Della sua coerenza è testimonianza, nel libro, la consonanza piena e costante con Moro (ma anche, in certi momenti, l’autonomia nell’assumersi le sue responsabilità, ad esempio da presidente della «Commissione inquirente» durante il caso Lockheed). Della sua onestà intellettuale e del suo coraggio sono egualmente testimonianza i giudizi sulla crisi della Dc (dopo la scomparsa di Moro, «anni di pura sopravvivenza e poi di decadenza») e l’impegno per un suo radicale rinnovamento. Ne resta, ancor più, testimonianza la conclusione che l’«imperversare» degli interventi della magistratura per Tangentopoli, non fu «la causa determinante dell’implosione del partito» (della Dc e forse anche di altri). «In verità, la nostra sorte si era giocata sulla nostra ottusità nell’affrontare i grandi cambiamenti che nel frattempo stavano verificandosi».

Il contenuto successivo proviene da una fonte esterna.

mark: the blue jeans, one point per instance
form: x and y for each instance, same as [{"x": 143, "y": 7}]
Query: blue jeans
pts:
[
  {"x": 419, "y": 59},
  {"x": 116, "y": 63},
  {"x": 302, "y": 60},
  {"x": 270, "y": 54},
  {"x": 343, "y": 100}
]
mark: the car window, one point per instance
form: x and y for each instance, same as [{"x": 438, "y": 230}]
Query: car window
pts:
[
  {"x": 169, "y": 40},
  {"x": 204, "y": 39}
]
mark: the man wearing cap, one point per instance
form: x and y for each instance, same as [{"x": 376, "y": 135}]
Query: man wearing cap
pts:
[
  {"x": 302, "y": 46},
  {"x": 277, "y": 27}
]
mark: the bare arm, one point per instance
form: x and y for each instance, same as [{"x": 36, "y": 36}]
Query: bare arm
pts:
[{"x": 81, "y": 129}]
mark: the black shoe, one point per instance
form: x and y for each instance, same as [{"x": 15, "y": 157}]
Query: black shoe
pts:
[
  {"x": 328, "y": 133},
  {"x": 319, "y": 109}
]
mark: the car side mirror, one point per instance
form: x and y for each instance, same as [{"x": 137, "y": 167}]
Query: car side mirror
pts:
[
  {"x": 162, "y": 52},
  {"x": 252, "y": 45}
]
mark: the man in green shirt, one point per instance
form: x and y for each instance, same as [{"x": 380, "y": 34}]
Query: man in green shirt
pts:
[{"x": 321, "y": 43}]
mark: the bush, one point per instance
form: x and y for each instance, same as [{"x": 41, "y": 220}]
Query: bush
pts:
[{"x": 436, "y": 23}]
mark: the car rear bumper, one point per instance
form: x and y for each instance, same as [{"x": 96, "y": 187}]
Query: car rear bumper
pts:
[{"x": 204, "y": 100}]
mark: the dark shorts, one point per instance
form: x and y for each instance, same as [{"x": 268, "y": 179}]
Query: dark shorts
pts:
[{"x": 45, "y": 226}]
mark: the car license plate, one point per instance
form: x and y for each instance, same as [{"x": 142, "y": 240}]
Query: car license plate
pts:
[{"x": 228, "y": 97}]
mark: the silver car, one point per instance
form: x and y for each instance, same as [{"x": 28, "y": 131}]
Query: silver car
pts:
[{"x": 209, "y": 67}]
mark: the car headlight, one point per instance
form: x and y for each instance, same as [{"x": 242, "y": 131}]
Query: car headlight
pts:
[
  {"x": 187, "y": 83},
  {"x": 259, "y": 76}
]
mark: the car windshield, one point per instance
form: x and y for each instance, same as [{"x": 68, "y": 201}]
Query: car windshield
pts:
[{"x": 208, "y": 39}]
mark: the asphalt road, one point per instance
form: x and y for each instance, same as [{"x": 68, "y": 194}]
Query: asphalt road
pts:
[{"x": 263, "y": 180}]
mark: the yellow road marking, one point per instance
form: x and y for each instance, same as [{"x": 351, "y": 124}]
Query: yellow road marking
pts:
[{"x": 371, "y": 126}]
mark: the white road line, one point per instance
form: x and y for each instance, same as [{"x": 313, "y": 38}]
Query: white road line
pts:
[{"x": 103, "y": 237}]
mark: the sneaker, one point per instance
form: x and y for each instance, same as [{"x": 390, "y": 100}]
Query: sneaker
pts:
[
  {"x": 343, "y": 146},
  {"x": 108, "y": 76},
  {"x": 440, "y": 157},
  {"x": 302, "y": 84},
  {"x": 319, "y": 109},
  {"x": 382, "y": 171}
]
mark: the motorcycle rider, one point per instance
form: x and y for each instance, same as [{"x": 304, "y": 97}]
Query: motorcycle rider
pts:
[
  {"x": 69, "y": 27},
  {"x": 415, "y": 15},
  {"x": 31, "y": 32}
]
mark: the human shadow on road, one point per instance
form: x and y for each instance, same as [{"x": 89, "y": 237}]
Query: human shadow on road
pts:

Vale davvero ancora la pena di leggere questo libro di Mino Martinazzoli. Per capire meglio molte cose: compresi i problemi della giustizia, come egli li vide e li visse — ma come sono rimasti simili! — da ministro per tre anni, fino al 1986, tenendo ferma la linea del «contenere la difficoltà del rapporto tra politica e magistratura che si era nel frattempo ampliata», nonché polemizzando con le «riforme fatte ad horas, inseguendo le convenienze del momento e non ponderate in prospettiva».
E vale ancora la pena di leggere questo libro, che così riccamente esprime impegno, spirito di servizio, disinteresse personale, passione nutrita di cultura e anche di ironia e autoironia, e infine attitudine al dialogo, per capire di quale stoffa possano essere i politici, e quale dignità debba mostrare la vita pubblica se non si vuol vedere messo in gioco «non solo il destino della democrazia, ma anche il senso della politica».